I was never bullied for liking anime. As a matter of fact, past middle school, there was hardly a confrontation that could be deemed bullying. I definitely attribute that to the amazing group of friends I managed to make through my high school years. Yes, I’m one of the lucky guys that can say high school was an amazing time. My love for anime was sparked around that time after all. Saying all of this, however, doesn’t mean I never bumped into a rude comment here or there. According to some, I suffered from shit taste: whether it referred to my love for fantasy and Isekai, or my indifference to mechas, they made their opinions clear.
But to me, that was fine.
Because only I knew what I liked. My freshman year of college played out almost exactly like freshman year of high school. I was lost, struggling back and forth between classes, finding a rhythm in my busy schedule, and looking for a like-minded group to hang out with. Club signups came, and I found myself visiting the makeshift club room of the “Anime/Gaming Club”. Introductions were exchanged, small talk was made, the question of favorite animes came up.
“Wow, you actually like Grimgar?”
It was a harsh slap, but one that lasted for only a brief moment before it faded, like it was never there. My answer to him was still the same. Yep. I really liked Grimgar.
Yes, I watched it.
Yes, I enjoyed it.
Yes, I loved it.
We moved on to other things.
It can be hard for some people to brush off criticism, even if it’s from a stranger. It’s an issue that may leave you afraid to voice your opinion. But let me tell you something.
Like what you like.
Every single person around you is filled with self-doubt.
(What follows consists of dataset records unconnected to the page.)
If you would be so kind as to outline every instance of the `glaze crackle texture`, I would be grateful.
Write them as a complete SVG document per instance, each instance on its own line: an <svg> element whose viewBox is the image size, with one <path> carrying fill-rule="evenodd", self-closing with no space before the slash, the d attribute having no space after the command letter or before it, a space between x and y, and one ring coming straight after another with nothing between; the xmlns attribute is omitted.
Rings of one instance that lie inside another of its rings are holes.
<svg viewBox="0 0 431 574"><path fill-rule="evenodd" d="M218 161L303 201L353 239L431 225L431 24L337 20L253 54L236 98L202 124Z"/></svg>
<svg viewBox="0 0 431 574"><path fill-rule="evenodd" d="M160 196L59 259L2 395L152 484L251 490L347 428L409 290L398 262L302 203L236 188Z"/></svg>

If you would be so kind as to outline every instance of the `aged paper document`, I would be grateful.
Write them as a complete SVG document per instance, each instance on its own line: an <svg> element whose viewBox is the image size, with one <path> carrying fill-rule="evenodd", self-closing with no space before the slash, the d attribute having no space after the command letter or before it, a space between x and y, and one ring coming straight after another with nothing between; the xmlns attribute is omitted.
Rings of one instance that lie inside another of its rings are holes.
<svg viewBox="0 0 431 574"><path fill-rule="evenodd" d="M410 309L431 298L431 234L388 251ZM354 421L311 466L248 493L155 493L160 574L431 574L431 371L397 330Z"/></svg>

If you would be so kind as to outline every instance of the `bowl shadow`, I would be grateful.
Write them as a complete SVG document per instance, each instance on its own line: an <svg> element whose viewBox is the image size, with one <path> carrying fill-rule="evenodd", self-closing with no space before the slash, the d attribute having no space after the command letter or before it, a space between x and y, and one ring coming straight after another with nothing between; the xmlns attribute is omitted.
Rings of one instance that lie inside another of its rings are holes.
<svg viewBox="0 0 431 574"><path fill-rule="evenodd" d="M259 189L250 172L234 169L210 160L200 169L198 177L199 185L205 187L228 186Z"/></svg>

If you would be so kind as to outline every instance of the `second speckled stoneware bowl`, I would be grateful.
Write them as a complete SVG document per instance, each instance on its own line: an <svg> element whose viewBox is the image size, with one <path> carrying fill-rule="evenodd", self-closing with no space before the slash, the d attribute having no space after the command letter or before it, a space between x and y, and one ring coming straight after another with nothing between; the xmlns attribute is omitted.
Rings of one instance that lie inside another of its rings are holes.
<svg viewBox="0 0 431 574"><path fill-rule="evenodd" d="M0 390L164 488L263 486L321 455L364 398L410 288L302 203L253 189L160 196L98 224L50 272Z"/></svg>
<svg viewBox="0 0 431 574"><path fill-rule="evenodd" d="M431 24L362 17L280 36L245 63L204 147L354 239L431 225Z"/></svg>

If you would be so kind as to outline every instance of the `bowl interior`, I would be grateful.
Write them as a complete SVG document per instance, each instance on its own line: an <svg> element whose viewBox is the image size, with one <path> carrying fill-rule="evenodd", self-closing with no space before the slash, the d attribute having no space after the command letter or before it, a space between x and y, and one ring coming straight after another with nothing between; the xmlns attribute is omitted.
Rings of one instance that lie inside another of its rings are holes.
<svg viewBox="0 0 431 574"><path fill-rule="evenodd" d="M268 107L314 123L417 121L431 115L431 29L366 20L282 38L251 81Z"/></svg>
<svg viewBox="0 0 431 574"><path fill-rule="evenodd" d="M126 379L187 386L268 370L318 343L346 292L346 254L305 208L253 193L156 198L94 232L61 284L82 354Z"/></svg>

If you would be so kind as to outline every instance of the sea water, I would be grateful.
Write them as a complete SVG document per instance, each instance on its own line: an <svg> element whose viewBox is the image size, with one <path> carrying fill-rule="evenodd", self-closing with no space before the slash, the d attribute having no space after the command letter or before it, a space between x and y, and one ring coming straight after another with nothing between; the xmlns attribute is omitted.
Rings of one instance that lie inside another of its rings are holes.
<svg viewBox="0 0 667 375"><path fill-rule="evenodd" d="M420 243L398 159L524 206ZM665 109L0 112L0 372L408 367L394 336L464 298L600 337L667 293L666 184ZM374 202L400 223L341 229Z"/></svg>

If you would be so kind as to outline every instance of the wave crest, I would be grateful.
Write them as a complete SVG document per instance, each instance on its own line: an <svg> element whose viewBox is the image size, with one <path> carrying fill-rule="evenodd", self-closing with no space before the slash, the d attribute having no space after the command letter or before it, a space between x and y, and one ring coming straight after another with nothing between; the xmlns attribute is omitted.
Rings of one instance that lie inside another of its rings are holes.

Self-conscious, no matter how big or insignificant it may be. Most people will be understanding, self-aware about their own likes. The few that make fun of you for it only do so in a futile attempt to hide their own insecurities. But no matter how many people make fun of you, always stick to your opinions. Not only will others respect that, but the “bullies” will tend to end up fussing over nothing. It’s only enjoyable to bully you if YOU actually get offended.
It’s okay to have fun. Don’t let anyone tell you otherwise.
I’ve found that the most important trait I person can have is understanding. Be open. Find a group of likeminded people to share your interests with, whether it’s online in a wonderful blogging community, or with a group of friends. Because despite the negative stigma anime gets, we’re still an awesome medium that just keeps getting bigger and bigger. We’re becoming mainstream.
Those guys that made fun of you for watching anime will be closet-Isekai fans, themselves.